Overall, polyradiculitis from Lyme neuroborreliosis can be considered in patients with leg weakness, painful paresthesia, elevated transaminases, and nerve root enhancement on MRI, including in patients without classic rash or initial positive Lyme serology. Clinicians are encouraged to keep a high index of suspicion in patients presenting with ambulatory dysfunction and additional systemic symptoms to ensure thoughtful differential diagnoses, such as Lyme polyradiculitis, are considered within the appropriate diagnostic and clinical context.

Learning points

  • Lyme polyradiculitis is an uncommon but important cause of ambulatory dysfunction and back pain, especially given its straigtforward management and treatment response.

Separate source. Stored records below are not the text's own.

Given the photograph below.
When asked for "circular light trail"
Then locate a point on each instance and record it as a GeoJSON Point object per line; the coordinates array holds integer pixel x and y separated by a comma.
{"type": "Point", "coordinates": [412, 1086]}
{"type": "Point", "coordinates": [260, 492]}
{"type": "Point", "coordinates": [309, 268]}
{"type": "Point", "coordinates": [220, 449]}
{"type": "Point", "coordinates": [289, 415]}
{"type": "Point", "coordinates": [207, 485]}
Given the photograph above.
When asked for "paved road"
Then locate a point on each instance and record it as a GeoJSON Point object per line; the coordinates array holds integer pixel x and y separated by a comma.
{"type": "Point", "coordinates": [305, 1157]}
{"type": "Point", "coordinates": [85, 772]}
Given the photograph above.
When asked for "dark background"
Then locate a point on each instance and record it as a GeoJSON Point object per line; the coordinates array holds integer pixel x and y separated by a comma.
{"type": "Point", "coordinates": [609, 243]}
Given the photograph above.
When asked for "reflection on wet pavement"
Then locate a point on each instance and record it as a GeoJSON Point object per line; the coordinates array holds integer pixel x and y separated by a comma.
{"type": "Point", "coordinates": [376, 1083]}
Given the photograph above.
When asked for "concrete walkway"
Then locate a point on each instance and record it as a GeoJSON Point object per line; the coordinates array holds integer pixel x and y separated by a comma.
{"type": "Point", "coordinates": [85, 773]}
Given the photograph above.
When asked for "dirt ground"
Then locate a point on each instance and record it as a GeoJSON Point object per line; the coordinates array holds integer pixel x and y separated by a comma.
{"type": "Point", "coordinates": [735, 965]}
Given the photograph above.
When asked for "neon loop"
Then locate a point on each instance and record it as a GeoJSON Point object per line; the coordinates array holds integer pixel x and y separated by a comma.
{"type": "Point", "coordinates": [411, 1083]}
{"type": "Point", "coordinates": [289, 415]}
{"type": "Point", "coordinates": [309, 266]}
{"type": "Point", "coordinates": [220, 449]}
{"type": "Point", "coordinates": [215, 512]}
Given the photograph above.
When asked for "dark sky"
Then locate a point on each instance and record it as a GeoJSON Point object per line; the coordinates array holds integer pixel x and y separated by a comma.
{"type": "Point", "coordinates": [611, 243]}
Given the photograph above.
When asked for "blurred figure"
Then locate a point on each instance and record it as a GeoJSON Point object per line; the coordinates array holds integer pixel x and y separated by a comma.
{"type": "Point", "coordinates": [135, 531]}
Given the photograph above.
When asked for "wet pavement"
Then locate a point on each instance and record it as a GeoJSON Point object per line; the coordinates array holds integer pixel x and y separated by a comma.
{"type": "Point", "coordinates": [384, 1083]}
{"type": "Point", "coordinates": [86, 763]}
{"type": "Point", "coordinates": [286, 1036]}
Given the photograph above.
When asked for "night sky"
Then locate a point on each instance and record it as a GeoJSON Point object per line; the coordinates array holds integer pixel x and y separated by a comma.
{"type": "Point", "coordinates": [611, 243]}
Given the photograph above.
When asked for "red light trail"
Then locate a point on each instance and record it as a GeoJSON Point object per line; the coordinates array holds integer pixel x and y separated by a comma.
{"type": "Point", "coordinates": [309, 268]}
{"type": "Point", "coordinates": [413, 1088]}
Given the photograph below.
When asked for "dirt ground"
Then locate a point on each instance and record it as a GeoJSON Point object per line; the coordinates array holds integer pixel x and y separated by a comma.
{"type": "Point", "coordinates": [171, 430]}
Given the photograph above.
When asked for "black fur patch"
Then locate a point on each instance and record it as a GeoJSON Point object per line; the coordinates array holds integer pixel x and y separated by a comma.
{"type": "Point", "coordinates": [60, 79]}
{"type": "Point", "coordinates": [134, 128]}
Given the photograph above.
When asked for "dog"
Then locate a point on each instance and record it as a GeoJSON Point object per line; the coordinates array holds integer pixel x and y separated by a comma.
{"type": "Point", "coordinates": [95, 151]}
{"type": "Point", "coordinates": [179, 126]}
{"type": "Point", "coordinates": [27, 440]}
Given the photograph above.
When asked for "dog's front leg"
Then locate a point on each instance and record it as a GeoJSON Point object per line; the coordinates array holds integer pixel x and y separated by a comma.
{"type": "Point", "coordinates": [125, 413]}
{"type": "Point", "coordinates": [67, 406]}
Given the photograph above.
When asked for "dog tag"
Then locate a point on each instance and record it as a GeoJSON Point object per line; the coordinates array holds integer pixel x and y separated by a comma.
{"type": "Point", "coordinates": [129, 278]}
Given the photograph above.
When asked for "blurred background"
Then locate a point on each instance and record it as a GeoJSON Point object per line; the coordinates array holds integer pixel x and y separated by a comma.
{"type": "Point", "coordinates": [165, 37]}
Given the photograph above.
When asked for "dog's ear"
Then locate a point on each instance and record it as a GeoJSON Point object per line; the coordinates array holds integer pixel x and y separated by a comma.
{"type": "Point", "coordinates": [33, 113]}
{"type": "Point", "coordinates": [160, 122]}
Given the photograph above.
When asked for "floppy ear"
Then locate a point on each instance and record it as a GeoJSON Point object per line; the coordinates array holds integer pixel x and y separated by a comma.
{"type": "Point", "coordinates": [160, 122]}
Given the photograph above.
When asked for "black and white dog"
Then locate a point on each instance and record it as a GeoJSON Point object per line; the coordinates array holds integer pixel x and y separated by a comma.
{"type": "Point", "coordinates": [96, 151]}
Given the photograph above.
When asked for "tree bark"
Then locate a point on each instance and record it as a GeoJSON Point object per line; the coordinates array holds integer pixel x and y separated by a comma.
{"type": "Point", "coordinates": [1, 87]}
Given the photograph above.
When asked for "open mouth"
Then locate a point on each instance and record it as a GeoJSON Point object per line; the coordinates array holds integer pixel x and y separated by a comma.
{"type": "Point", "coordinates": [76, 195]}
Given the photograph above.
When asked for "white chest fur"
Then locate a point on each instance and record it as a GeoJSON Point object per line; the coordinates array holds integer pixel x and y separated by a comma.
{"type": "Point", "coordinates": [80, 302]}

  • Spine MRI with contrast reveals nerve root enhancement in Lyme polyradiculitis. Brain MRI with contrast can also highlight cranial nerve involvement.

  • Serum studies can be negative for Lyme serology early on in Lyme disease course. Cerebrospinal fluid studies are imperative for the diagnosis of neuroborreliosis.

Funding

None declared.

Conflicts of interest

None declared.

Informed consent

Written informed consent was obtained from the patient for publication of this case review and its images.